Polyaniline/Reduced Graphene Oxide Composite as an Electrode for Symmetric and Asymmetric Supercapacitors

Abstract

Polyaniline-based composites with reduced graphene oxide (rGO) were synthesized using chemical polymerization. Characterization techniques, including X-ray diffraction (XRD), ultraviolet–visible (UV–visible) absorption spectroscopy, Fourier transform infrared (FTIR), and Raman spectroscopy, confirmed that both polyaniline (Pani) and the Pani/rGO composite were in the emeraldine salt state. The synergistic effect of Pani and rGO increases the polaron band and improves the electrical conductivity, which is confirmed by spectroscopic analysis. Scanning electron microscopy revealed that Pani had a granular morphology, whereas the Pani/rGO composite had a layered morphology. This layered morphology indicates that adding rGO can enhance the conductivity and electrochemical activity.
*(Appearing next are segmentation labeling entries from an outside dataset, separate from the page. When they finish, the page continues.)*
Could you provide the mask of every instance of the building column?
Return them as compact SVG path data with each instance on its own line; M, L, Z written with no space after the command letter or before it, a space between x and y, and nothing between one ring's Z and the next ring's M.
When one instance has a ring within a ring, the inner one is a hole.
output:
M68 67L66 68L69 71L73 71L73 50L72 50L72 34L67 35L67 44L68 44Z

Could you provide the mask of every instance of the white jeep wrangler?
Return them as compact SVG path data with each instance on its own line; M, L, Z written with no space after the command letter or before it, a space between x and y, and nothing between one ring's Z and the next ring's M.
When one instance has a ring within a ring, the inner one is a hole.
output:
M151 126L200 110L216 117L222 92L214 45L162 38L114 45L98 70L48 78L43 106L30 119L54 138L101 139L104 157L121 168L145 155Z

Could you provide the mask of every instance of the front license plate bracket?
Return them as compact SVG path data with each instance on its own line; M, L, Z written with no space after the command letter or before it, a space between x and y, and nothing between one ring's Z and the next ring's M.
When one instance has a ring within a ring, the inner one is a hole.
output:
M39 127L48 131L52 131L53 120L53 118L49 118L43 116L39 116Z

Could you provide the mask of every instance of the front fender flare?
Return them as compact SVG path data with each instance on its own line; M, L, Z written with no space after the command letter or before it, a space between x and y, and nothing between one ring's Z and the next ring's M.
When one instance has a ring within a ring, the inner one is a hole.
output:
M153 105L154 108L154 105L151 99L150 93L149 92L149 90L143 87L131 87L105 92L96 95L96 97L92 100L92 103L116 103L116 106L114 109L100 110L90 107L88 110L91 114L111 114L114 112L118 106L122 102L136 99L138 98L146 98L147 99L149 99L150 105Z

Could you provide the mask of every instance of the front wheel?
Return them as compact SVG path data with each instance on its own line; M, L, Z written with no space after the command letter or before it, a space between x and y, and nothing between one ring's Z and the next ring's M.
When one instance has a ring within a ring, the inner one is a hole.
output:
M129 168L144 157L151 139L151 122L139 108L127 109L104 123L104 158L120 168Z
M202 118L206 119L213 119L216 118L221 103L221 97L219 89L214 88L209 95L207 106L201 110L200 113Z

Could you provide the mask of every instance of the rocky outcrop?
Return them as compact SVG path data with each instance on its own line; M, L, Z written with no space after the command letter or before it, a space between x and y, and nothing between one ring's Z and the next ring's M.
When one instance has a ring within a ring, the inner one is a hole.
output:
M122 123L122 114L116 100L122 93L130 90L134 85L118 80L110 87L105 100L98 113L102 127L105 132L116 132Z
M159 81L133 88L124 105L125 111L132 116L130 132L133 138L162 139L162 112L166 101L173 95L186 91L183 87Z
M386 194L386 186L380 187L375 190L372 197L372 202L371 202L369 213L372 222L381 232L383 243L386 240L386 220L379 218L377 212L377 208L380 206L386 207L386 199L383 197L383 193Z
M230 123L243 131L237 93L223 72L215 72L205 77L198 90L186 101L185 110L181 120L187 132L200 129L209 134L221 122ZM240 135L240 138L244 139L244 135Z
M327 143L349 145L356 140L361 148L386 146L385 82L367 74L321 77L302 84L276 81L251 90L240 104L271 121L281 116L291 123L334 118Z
The electrochemical studies of the Pani/rGO composite electrode showed a specific capacitance of 261 F g⁻¹ at a current density of 2.4 A g⁻¹. The electrochemical performance of the Pani/rGO composites for energy storage devices was examined via two-electrode cell assembly. Pani/rGO was utilized as a cathode, whereas various carbon materials (CNFs, MWCNTs, AC) were used as anodes. A maximum energy density of 7.9 Wh kg⁻¹ at a power density of 325 W kg⁻¹ was observed in the Pani/rGO//PMAC asymmetric supercapacitor at a voltage of 1.4 V. The electrochemical performance results show that the Pani/rGO composite is an efficient supercapacitor electrode material.